#### Libraries

In [24]:
import os
import pickle
from pathlib import Path

from dotenv import load_dotenv
from llama_parse import LlamaParse
from nest_asyncio import apply as nest_asyncio_apply

_ = nest_asyncio_apply(), load_dotenv()
DATA = Path("data/whitepapers/")

#### LlamaParse Setup

In [6]:
parser = LlamaParse(
    api_key=os.getenv("LLAMA_PARSE_API_KEY"),
    result_type="markdown",
    verbose=False,
    language="en",
    num_workers=5
)

#### Parsing whitepapers pdfs for all years

In [19]:
full_documents = []
for i in range(5)[::-1]:
    print(f"Parsing year: 202{i}")
    file_path = [str(DATA / f"202{i}" / file) for file in os.listdir(DATA / f"202{i}")]
    documents = await parser.aload_data(file_path=file_path)
    full_documents.append(documents)
    print(f"Done parsing year: 202{i}")

#### Saving parsed pdfs

In [16]:
unnested_documents = [doc for year in full_documents for doc in year]
with open("data/parsed_docs.pkl", "wb") as f:
    pickle.dump(unnested_documents, f)

#### Inspect results

In [29]:
print(f"Number of total documents parsed: {len(unnested_documents)}")
for idx, year in enumerate(full_documents[::-1]):
    print(f"Number of documents parsed for 202{idx} : {len(year)}")
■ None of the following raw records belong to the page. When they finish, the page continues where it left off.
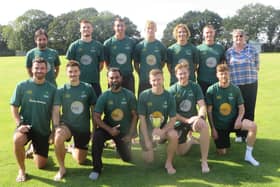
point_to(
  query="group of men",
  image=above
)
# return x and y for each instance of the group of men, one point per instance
(164, 115)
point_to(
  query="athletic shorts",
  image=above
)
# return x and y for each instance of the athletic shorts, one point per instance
(81, 140)
(183, 130)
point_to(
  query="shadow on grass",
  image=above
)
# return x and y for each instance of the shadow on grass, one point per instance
(229, 170)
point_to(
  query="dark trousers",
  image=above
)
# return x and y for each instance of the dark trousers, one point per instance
(99, 138)
(249, 93)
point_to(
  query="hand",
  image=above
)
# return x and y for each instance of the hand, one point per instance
(115, 130)
(238, 123)
(24, 128)
(214, 133)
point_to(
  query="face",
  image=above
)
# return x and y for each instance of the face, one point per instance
(156, 81)
(238, 38)
(86, 29)
(208, 34)
(182, 75)
(223, 77)
(114, 80)
(41, 41)
(119, 27)
(39, 70)
(151, 29)
(73, 73)
(181, 34)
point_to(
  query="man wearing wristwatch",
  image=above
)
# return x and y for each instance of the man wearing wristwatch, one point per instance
(188, 95)
(76, 99)
(31, 106)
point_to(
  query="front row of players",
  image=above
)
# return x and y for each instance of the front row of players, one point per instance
(164, 116)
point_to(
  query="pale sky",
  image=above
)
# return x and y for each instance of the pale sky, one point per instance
(161, 11)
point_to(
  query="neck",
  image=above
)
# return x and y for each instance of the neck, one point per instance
(74, 83)
(157, 90)
(39, 81)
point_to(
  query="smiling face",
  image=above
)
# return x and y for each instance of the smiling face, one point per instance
(86, 30)
(41, 41)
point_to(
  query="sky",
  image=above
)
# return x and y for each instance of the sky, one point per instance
(160, 11)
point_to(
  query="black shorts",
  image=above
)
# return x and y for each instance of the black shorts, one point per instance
(96, 88)
(39, 142)
(81, 139)
(182, 130)
(223, 140)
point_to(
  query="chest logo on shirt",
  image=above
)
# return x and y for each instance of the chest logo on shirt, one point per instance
(225, 109)
(185, 105)
(121, 58)
(86, 60)
(77, 107)
(211, 62)
(117, 114)
(48, 67)
(182, 60)
(156, 118)
(151, 60)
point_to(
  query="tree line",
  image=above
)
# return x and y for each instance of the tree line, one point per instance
(262, 24)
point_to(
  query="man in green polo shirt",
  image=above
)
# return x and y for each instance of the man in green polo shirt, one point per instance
(188, 96)
(118, 106)
(118, 52)
(90, 54)
(225, 107)
(50, 55)
(76, 99)
(157, 114)
(31, 106)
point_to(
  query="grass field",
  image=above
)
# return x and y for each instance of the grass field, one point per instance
(230, 170)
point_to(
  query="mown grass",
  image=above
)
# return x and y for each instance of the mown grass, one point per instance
(230, 170)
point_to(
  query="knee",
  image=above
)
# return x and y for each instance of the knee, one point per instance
(172, 135)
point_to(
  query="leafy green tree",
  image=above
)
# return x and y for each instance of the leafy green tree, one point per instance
(195, 21)
(23, 29)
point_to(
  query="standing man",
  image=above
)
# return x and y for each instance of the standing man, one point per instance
(225, 107)
(188, 95)
(76, 99)
(118, 106)
(149, 54)
(157, 114)
(90, 54)
(181, 51)
(119, 53)
(210, 55)
(31, 106)
(50, 55)
(243, 62)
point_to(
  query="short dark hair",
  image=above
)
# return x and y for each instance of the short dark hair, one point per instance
(222, 68)
(113, 69)
(39, 60)
(73, 63)
(40, 32)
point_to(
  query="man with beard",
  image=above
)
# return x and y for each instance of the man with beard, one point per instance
(118, 106)
(31, 106)
(76, 99)
(118, 51)
(225, 107)
(50, 55)
(90, 54)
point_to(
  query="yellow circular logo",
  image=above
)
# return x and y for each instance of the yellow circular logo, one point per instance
(151, 60)
(156, 118)
(117, 114)
(225, 109)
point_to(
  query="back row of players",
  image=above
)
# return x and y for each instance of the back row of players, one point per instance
(148, 55)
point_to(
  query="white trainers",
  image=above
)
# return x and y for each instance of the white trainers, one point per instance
(238, 139)
(93, 175)
(252, 160)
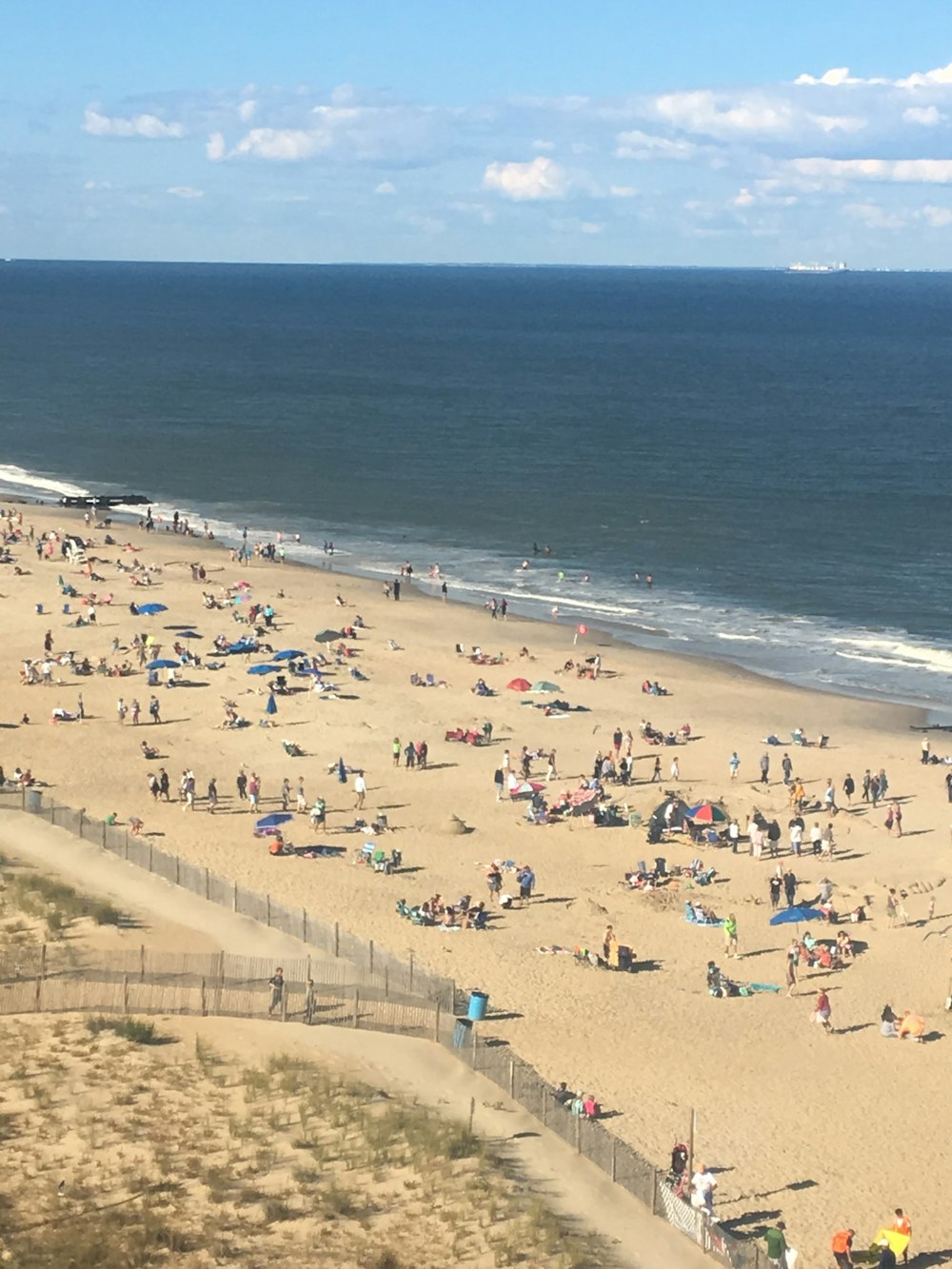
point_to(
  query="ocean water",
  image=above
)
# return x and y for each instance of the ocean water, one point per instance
(773, 448)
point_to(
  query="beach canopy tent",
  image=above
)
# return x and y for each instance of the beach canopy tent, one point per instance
(273, 820)
(788, 915)
(706, 812)
(680, 816)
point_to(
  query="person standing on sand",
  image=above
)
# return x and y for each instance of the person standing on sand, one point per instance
(360, 791)
(277, 983)
(792, 962)
(730, 938)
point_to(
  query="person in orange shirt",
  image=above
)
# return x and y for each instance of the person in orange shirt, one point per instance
(902, 1225)
(842, 1248)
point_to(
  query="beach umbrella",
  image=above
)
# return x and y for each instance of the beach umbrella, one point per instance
(788, 915)
(273, 820)
(706, 812)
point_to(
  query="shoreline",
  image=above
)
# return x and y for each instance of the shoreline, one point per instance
(596, 1029)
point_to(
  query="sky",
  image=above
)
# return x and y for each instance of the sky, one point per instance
(521, 132)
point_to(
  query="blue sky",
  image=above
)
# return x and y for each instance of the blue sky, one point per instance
(729, 132)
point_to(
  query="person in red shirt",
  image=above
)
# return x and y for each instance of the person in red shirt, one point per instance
(842, 1248)
(902, 1225)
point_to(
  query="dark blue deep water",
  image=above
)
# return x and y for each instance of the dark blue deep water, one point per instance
(773, 448)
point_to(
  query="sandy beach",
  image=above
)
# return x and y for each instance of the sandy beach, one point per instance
(767, 1084)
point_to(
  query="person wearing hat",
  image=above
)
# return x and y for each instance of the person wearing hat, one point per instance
(776, 1241)
(842, 1248)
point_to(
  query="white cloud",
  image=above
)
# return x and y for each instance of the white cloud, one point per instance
(928, 171)
(149, 126)
(718, 115)
(875, 217)
(928, 115)
(642, 145)
(522, 182)
(939, 217)
(215, 148)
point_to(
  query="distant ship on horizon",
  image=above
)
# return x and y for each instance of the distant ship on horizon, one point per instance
(815, 267)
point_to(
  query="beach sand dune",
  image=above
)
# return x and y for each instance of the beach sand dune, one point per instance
(795, 1119)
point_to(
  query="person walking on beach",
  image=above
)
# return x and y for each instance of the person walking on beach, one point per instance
(823, 1012)
(792, 962)
(776, 1241)
(842, 1248)
(277, 983)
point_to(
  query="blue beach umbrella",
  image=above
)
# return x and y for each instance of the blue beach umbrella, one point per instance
(788, 915)
(273, 820)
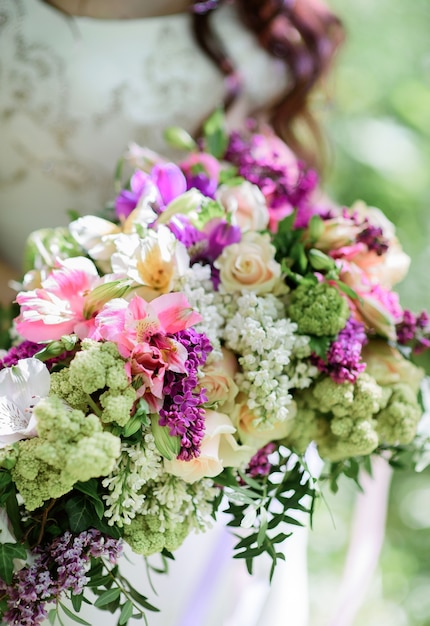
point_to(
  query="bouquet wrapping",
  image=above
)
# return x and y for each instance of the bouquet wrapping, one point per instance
(177, 354)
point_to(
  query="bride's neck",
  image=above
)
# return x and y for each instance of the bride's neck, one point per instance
(120, 9)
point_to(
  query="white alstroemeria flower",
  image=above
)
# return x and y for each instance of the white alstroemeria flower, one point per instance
(96, 235)
(154, 261)
(21, 388)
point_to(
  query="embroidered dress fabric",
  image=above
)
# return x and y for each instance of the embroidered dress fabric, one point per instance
(75, 91)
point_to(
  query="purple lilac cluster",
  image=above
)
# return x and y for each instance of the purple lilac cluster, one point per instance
(373, 238)
(182, 411)
(260, 465)
(343, 362)
(59, 567)
(271, 174)
(24, 350)
(414, 331)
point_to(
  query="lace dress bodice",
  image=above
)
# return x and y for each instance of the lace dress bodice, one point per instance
(75, 91)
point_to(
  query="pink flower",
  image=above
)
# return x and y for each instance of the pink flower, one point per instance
(202, 172)
(140, 330)
(57, 308)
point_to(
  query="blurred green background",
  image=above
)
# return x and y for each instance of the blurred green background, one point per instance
(378, 124)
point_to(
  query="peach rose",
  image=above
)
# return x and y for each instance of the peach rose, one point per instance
(258, 436)
(218, 381)
(247, 204)
(250, 264)
(391, 267)
(336, 233)
(219, 449)
(388, 366)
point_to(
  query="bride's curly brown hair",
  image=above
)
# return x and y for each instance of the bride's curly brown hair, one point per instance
(304, 34)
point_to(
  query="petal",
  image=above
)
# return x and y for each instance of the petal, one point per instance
(175, 312)
(170, 181)
(24, 382)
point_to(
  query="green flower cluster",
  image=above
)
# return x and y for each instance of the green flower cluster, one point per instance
(71, 447)
(97, 367)
(318, 309)
(347, 420)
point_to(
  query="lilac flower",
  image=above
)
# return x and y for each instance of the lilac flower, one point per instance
(187, 234)
(165, 183)
(284, 181)
(126, 201)
(58, 567)
(220, 234)
(24, 350)
(373, 238)
(260, 465)
(414, 331)
(182, 411)
(169, 180)
(343, 362)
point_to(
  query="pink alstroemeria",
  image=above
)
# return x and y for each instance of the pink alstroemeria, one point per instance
(57, 308)
(140, 331)
(163, 184)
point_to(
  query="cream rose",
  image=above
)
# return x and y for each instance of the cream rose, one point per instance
(258, 436)
(247, 204)
(336, 233)
(388, 366)
(218, 383)
(250, 264)
(219, 449)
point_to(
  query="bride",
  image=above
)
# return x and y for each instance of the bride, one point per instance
(79, 80)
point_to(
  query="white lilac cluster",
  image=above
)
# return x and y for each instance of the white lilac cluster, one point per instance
(266, 339)
(139, 485)
(138, 464)
(197, 286)
(173, 502)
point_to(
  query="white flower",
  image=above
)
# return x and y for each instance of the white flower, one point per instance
(154, 261)
(247, 204)
(219, 449)
(21, 388)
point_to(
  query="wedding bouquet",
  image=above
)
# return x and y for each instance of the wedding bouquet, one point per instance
(177, 357)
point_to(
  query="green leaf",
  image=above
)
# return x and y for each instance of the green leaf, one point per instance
(215, 134)
(9, 552)
(90, 488)
(126, 613)
(347, 290)
(5, 480)
(80, 513)
(320, 345)
(13, 513)
(73, 616)
(107, 597)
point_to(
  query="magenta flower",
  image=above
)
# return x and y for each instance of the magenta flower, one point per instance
(202, 172)
(143, 333)
(169, 180)
(164, 183)
(57, 308)
(140, 185)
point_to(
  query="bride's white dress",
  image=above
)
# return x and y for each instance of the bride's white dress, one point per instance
(73, 93)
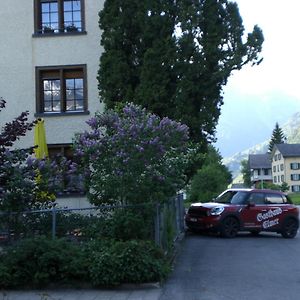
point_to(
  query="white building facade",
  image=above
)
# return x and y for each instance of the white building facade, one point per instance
(50, 52)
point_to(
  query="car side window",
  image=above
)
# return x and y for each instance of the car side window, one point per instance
(257, 198)
(274, 199)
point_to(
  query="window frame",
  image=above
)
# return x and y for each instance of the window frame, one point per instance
(38, 30)
(40, 105)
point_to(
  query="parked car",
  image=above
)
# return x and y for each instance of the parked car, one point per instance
(250, 210)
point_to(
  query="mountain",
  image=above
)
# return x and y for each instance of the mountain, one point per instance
(291, 130)
(246, 120)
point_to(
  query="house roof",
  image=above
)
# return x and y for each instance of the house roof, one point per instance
(289, 150)
(258, 161)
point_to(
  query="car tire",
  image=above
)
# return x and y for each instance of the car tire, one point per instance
(230, 227)
(290, 228)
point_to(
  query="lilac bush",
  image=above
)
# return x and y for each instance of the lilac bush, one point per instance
(133, 156)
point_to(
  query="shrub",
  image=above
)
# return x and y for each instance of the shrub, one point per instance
(106, 262)
(38, 262)
(127, 262)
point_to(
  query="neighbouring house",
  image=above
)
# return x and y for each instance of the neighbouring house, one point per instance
(260, 169)
(286, 165)
(49, 61)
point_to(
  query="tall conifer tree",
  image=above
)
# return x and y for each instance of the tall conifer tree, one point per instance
(278, 137)
(174, 57)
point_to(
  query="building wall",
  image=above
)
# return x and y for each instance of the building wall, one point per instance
(281, 166)
(21, 53)
(293, 184)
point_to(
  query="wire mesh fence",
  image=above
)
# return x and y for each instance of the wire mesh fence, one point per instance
(159, 222)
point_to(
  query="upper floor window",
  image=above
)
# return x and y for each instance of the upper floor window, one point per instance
(295, 166)
(295, 177)
(61, 89)
(59, 16)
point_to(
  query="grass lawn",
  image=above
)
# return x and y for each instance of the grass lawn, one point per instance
(295, 197)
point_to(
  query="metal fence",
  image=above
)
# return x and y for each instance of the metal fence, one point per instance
(162, 223)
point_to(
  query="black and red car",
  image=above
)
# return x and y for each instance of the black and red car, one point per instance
(250, 210)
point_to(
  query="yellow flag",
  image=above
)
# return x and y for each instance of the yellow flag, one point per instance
(40, 143)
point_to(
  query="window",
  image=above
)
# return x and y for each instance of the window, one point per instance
(295, 177)
(61, 89)
(257, 198)
(295, 166)
(59, 16)
(295, 188)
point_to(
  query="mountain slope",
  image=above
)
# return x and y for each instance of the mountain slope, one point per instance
(291, 130)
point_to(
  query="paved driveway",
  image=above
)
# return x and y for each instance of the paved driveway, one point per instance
(266, 267)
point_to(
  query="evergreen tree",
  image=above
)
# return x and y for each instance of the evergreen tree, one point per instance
(174, 57)
(245, 170)
(278, 137)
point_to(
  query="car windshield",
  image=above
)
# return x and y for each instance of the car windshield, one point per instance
(233, 197)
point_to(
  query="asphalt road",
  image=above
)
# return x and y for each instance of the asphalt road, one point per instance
(266, 267)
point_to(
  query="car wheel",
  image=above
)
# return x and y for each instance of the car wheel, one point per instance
(230, 227)
(290, 228)
(255, 232)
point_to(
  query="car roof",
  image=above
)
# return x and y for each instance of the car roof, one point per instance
(253, 190)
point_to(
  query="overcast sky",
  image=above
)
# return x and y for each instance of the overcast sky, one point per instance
(270, 91)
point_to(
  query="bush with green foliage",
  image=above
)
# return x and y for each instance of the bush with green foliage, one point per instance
(40, 262)
(127, 262)
(133, 156)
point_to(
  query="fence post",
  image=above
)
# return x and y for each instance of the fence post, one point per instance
(180, 212)
(53, 222)
(157, 225)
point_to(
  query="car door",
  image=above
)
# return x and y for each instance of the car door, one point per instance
(249, 212)
(272, 216)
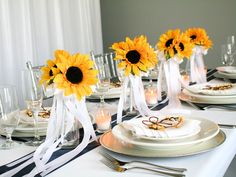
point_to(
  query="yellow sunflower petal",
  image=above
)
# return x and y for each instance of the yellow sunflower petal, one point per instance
(135, 70)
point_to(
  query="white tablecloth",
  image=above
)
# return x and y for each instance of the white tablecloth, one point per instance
(209, 164)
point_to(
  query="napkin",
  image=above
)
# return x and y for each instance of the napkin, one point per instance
(138, 129)
(25, 120)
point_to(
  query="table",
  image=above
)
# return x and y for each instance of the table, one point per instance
(209, 164)
(213, 163)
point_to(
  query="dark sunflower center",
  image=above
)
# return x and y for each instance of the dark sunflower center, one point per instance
(133, 56)
(175, 51)
(169, 42)
(181, 45)
(50, 73)
(193, 37)
(74, 75)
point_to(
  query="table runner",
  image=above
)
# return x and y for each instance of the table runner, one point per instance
(92, 145)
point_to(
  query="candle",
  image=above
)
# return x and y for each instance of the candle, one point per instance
(151, 95)
(103, 120)
(185, 79)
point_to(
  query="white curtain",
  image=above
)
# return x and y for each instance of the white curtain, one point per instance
(33, 29)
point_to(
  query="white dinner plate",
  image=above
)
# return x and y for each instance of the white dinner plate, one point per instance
(208, 130)
(108, 141)
(202, 89)
(227, 69)
(206, 99)
(227, 75)
(188, 128)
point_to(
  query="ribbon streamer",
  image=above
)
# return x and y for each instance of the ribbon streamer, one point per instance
(170, 69)
(197, 67)
(162, 60)
(72, 110)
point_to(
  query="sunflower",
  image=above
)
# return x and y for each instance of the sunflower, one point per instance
(135, 55)
(49, 72)
(167, 42)
(198, 36)
(77, 75)
(183, 47)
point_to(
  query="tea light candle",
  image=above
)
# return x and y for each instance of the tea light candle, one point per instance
(103, 120)
(185, 79)
(151, 95)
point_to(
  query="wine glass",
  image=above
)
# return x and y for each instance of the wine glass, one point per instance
(226, 55)
(103, 85)
(33, 95)
(9, 114)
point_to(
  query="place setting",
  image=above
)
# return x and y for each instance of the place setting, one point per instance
(210, 93)
(170, 136)
(149, 133)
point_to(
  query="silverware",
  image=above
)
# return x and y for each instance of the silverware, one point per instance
(119, 168)
(220, 107)
(193, 105)
(121, 163)
(226, 107)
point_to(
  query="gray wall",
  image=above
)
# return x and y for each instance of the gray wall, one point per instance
(121, 18)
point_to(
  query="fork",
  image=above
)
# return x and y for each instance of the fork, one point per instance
(121, 163)
(118, 168)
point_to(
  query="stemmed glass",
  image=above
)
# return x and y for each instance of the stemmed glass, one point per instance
(103, 84)
(9, 114)
(226, 55)
(33, 95)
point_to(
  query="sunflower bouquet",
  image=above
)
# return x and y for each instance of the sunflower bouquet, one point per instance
(134, 57)
(72, 76)
(173, 46)
(199, 38)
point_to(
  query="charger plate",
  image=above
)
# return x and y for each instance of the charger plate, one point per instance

Number of total documents parsed: 284
Number of documents parsed for 2020 : 48
Number of documents parsed for 2021 : 125
Number of documents parsed for 2022 : 61
Number of documents parsed for 2023 : 43
Number of documents parsed for 2024 : 7


In [32]:
print(unnested_documents[0].text[:10000])

AWS Well-Architected Framework
Migration Lens

Copyright©   2024 Amazon Web Services, Inc. and/or its affiliates. All rights reserved.
---
# Migration Lens

# AWS Well-Architected Framework

Migration Lens: AWS Well-Architected Framework

Copyright © 2024 Amazon Web Services, Inc. and/or its affiliates. All rights reserved.

Amazon's trademarks and trade dress may not be used in connection with any product or service that is not Amazon's, in any manner that is likely to cause confusion among customers, or in any manner that disparages or discredits Amazon. All other trademarks not owned by Amazon are the property of their respective owners, who may or may not be affiliated with, connected to, or sponsored by Amazon.
---
## Migration Lens - AWS Well-Architected Framework

|Abstract and introduction|i|
|---|---|
|Introduction|1|
|Definitions|3|
|Well-Architected terminology|3|
|Migration terminology|3|
|Design principles|6|
|Migration lifecycle|8|
|Assess|8|
|Mobilize|8|
|Migrate and mod

#### Cost

In [41]:
total_parsed_pages = 15_257
free_pages = 7_000
cost = 0.003 * (total_parsed_pages - free_pages)
print(f"Cost of parsing {total_parsed_pages:,} pages with LlamaParse: ${cost:.2f}")

Cost of parsing 15,257 pages with LlamaParse: $24.77